From Scratch to Intelligence: Pre-training the Telugu Foundation Model
After perfecting our tokenizer, we reached the most compute-intensive part of the journey: Pre-training.
Pre-training is where the model "reads" the entire Telugu corpus and learns the statistical relationships between tokens. It’s about learning the logic, grammar, and nuances of the language. For this phase, we adjusted some standard recipes and we utilized cutting-edge optimization techniques and hardware to push the boundaries of what's possible on a single GPU.
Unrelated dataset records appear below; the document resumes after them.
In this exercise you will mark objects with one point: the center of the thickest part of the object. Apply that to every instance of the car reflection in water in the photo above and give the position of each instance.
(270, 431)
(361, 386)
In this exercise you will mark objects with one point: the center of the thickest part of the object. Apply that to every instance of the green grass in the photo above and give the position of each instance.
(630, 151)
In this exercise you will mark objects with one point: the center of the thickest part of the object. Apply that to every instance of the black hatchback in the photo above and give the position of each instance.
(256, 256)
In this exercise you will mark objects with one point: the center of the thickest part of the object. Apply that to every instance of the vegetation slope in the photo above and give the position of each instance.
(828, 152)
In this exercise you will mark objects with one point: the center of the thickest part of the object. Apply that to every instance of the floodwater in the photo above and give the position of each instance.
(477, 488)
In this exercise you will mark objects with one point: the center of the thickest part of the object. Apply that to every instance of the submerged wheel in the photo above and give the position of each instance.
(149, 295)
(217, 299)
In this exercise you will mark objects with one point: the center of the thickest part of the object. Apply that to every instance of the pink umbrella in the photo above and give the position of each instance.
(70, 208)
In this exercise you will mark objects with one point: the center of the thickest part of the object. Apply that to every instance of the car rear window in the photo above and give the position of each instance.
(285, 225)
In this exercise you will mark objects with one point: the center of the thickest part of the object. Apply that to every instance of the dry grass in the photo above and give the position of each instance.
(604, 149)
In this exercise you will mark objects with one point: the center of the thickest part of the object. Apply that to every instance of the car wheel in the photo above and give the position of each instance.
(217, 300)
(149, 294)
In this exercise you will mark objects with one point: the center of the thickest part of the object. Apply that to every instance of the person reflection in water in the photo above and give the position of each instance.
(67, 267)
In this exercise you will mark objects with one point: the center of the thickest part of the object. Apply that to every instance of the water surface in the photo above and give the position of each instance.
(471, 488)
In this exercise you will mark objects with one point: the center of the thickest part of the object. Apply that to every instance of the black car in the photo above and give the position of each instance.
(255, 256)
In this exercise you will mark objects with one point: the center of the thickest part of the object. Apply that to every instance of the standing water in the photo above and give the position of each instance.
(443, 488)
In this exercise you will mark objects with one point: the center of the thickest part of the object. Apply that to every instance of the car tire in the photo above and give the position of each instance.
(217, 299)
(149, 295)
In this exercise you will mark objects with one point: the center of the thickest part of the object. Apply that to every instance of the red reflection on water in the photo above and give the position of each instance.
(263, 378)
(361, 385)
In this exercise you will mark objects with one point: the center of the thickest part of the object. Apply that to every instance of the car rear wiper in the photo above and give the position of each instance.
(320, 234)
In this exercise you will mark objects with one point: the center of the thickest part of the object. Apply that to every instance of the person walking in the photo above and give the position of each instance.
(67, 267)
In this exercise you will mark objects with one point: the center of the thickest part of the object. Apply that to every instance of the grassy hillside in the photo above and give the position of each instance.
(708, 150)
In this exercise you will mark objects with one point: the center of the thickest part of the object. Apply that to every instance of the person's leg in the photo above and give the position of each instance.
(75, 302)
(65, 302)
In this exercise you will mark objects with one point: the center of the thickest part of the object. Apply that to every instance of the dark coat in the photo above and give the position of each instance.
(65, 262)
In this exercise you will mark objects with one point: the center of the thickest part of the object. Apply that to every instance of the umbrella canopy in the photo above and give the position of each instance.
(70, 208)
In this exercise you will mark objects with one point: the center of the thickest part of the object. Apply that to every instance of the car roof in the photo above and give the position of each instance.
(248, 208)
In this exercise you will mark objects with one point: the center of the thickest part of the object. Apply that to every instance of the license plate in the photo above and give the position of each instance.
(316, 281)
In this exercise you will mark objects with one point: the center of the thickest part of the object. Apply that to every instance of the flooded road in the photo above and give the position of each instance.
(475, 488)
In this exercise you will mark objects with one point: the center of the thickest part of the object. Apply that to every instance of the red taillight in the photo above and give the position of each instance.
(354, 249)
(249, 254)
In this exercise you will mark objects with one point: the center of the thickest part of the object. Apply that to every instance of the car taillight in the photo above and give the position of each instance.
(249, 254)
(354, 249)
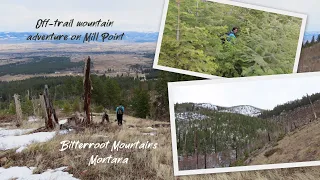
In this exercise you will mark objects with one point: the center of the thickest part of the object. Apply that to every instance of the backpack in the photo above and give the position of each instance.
(119, 111)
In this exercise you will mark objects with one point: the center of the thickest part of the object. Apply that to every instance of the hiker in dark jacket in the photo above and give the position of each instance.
(119, 112)
(232, 34)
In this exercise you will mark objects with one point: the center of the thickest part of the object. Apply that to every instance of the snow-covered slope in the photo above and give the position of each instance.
(207, 106)
(244, 109)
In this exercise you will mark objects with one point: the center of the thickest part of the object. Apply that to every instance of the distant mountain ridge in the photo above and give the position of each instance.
(247, 110)
(129, 36)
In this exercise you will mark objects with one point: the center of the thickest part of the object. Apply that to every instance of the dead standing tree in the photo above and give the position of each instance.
(313, 110)
(51, 119)
(18, 110)
(87, 91)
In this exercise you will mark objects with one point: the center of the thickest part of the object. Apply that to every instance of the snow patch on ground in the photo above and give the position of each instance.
(24, 173)
(13, 132)
(10, 142)
(245, 110)
(63, 121)
(33, 119)
(207, 106)
(190, 116)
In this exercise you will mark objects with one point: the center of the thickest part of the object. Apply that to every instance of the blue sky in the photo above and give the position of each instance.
(129, 15)
(265, 94)
(309, 7)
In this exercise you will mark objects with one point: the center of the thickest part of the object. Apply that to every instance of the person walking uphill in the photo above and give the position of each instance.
(232, 34)
(119, 112)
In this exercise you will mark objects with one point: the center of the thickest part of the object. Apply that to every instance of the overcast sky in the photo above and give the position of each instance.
(265, 94)
(309, 7)
(129, 15)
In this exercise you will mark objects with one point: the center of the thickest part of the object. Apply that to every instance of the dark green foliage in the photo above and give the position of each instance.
(313, 41)
(67, 92)
(219, 132)
(266, 43)
(140, 103)
(38, 65)
(162, 101)
(290, 106)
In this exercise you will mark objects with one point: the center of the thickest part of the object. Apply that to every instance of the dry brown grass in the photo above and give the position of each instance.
(298, 146)
(143, 164)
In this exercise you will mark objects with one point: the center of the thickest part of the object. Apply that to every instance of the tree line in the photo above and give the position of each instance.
(266, 43)
(232, 136)
(143, 99)
(313, 41)
(291, 105)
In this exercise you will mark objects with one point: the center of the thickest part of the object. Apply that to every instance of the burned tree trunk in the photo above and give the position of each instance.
(44, 110)
(314, 112)
(51, 114)
(87, 91)
(18, 110)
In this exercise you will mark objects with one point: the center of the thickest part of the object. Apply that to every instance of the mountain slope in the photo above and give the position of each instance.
(297, 146)
(244, 110)
(247, 110)
(310, 59)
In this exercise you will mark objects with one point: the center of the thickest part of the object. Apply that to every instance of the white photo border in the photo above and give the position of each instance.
(176, 170)
(239, 4)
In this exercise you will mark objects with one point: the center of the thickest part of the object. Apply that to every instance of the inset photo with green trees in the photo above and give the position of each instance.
(228, 39)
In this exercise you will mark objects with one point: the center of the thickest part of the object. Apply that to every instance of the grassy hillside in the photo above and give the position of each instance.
(154, 164)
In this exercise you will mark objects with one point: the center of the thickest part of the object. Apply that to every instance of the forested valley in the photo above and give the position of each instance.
(143, 99)
(209, 138)
(265, 44)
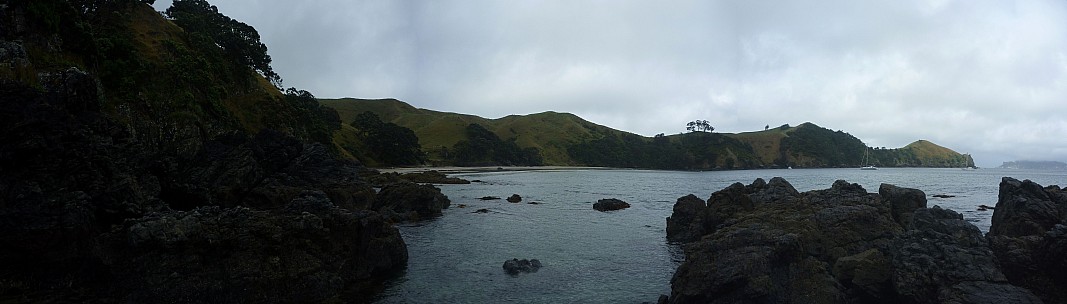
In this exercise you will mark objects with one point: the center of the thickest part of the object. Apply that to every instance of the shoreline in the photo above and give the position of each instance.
(462, 170)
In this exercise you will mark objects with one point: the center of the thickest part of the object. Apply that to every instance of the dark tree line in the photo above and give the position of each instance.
(695, 150)
(388, 143)
(699, 126)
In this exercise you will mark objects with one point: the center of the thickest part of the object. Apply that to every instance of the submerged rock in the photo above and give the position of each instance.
(515, 267)
(1029, 236)
(514, 198)
(432, 177)
(609, 205)
(687, 222)
(409, 201)
(239, 254)
(765, 242)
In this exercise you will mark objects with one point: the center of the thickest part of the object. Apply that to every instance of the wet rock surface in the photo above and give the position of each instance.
(609, 205)
(514, 267)
(765, 242)
(410, 202)
(514, 198)
(432, 177)
(1029, 237)
(93, 208)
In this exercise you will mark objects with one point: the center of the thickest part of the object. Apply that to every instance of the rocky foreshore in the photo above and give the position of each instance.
(766, 242)
(91, 211)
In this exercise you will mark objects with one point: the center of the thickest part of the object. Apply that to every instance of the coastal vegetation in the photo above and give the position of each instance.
(1034, 164)
(563, 139)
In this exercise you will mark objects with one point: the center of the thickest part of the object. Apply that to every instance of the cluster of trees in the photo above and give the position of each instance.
(699, 126)
(822, 146)
(386, 142)
(320, 122)
(483, 147)
(695, 150)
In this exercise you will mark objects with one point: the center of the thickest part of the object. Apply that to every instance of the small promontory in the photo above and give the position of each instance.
(766, 242)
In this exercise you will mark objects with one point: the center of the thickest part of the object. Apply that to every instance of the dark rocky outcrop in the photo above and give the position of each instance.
(609, 205)
(132, 195)
(514, 198)
(765, 242)
(311, 251)
(432, 177)
(686, 223)
(1029, 236)
(408, 201)
(88, 210)
(514, 267)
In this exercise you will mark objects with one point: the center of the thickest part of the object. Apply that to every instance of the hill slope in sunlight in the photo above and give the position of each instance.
(564, 139)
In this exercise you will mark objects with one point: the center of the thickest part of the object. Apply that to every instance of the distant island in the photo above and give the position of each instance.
(1034, 164)
(433, 138)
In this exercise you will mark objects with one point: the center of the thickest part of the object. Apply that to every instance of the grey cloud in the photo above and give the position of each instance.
(982, 77)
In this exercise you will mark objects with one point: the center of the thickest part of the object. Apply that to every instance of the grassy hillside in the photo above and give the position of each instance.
(563, 139)
(551, 132)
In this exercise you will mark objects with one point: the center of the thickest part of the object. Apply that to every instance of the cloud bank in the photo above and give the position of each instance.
(988, 78)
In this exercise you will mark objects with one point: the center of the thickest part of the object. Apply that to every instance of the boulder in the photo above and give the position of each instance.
(902, 201)
(432, 177)
(148, 205)
(686, 223)
(609, 205)
(212, 254)
(1029, 237)
(411, 201)
(765, 242)
(514, 198)
(514, 267)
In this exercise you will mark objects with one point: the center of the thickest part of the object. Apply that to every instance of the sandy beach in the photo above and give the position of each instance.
(456, 170)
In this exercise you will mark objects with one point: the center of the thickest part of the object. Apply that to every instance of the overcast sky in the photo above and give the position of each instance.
(986, 78)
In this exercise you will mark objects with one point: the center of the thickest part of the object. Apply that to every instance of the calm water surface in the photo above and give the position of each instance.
(611, 257)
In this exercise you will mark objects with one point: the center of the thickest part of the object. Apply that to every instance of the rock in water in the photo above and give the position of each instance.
(686, 223)
(239, 254)
(765, 242)
(409, 201)
(609, 204)
(515, 267)
(514, 198)
(432, 177)
(1029, 236)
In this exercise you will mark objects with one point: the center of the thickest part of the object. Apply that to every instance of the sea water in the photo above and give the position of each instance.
(618, 256)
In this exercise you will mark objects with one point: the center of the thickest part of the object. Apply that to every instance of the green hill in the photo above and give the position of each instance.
(564, 139)
(550, 132)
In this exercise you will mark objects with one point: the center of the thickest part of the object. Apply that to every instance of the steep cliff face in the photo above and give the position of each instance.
(131, 171)
(1029, 235)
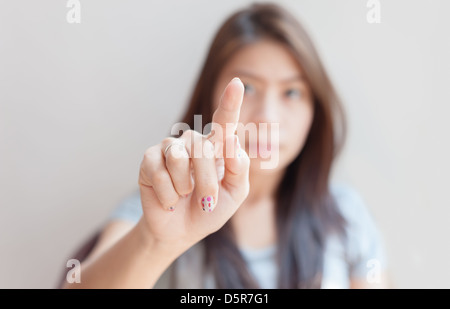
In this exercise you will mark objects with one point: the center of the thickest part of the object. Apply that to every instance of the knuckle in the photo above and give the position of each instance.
(169, 200)
(210, 188)
(152, 153)
(159, 177)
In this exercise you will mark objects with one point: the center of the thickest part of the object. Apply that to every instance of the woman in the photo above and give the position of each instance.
(217, 218)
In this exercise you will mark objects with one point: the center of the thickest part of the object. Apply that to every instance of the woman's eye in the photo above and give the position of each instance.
(293, 93)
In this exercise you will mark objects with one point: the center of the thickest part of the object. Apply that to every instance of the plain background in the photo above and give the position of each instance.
(80, 103)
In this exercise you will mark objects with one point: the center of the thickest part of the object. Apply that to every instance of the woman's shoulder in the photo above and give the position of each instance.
(350, 203)
(363, 241)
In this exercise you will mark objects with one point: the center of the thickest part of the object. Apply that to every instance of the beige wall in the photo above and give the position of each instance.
(79, 104)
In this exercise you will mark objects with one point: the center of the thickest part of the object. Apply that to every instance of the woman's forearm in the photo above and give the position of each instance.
(134, 261)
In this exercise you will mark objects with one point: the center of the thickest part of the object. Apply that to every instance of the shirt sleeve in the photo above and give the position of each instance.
(364, 245)
(128, 209)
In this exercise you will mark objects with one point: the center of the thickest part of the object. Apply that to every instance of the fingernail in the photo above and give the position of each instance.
(238, 146)
(208, 203)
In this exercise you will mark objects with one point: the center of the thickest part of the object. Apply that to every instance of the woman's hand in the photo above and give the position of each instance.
(184, 196)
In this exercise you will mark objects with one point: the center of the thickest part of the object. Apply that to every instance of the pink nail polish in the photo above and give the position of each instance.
(208, 203)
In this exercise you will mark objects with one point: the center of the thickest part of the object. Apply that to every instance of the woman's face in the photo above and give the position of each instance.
(276, 94)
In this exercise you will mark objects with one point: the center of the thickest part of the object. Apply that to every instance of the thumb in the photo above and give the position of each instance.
(237, 164)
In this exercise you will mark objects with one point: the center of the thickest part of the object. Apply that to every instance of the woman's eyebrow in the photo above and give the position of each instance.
(298, 77)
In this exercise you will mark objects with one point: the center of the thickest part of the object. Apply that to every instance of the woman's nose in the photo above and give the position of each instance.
(267, 110)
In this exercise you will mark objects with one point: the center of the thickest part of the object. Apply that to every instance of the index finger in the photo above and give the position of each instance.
(226, 116)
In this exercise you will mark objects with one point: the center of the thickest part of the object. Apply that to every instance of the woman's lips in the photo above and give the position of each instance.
(259, 150)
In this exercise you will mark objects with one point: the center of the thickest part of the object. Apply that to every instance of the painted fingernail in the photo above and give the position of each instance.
(208, 203)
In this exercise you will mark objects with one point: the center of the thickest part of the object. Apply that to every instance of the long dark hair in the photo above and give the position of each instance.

The Architecture: A Transformer Optimized for Telugu
Our model, nanochat-telugu-d20, is a Transformer-based decoder-only architecture. We carefully balanced the depth and width to ensure stable gradients and efficient feature representation.
Model Blueprint:
- Depth: 20 Layers
- Model Dimension ($d_{model}$): 1,280 (using a 64x aspect ratio relative to depth)
- Attention Heads: 10 heads (Head dimension of 128)
- Sequence Length: 2,048 tokens
- Vocabulary Size: 65,536 tokens (perfectly aligned with our custom tokenizer)
We used Group Query Attention (GQA) in a 1:1 ratio, effectively keeping it as standard multi-head attention to ensure high-fidelity reasoning in this foundational stage.
Optimization: The Muon + AdamW Hybrid
One of the most exciting parts of this run was our optimizer strategy. Instead of sticking purely to AdamW, we implemented a Hybrid Optimizer approach to maximize learning efficiency.
- Muon Optimizer (for Linear Layers): We used the innovative Muon optimizer for all matrix parameters. Muon is a "geometry-aware" optimizer that uses Newton-Schulz iterations to keep the updates orthogonal. In plain English: it makes the model learn faster and more efficiently from fewer samples.
- AdamW (for Embeddings): We kept the standard AdamW for the embedding and unembedding layers to handle the high-cardinality sparse updates.
Hyperparameter Snapshot:
- Matrix Learning Rate: 0.02 (Muon)
- Embedding Learning Rate: 0.2 (AdamW)
- Warmdown: We used a 20% warmdown period, decaying the learning rate to zero at the end of the 21,400 steps.
Chinchilla Scaling & Hardware Performance
We followed the Chinchilla Scaling Law, which suggests an optimal ratio of 20 tokens per parameter. This ensures we aren't "over-training" a small model or "under-training" a large one—we are hitting the compute-optimal "sweet spot."
The Heavy Lifting (Hardware):
- GPU: 1 × NVIDIA H100 (SXM variant)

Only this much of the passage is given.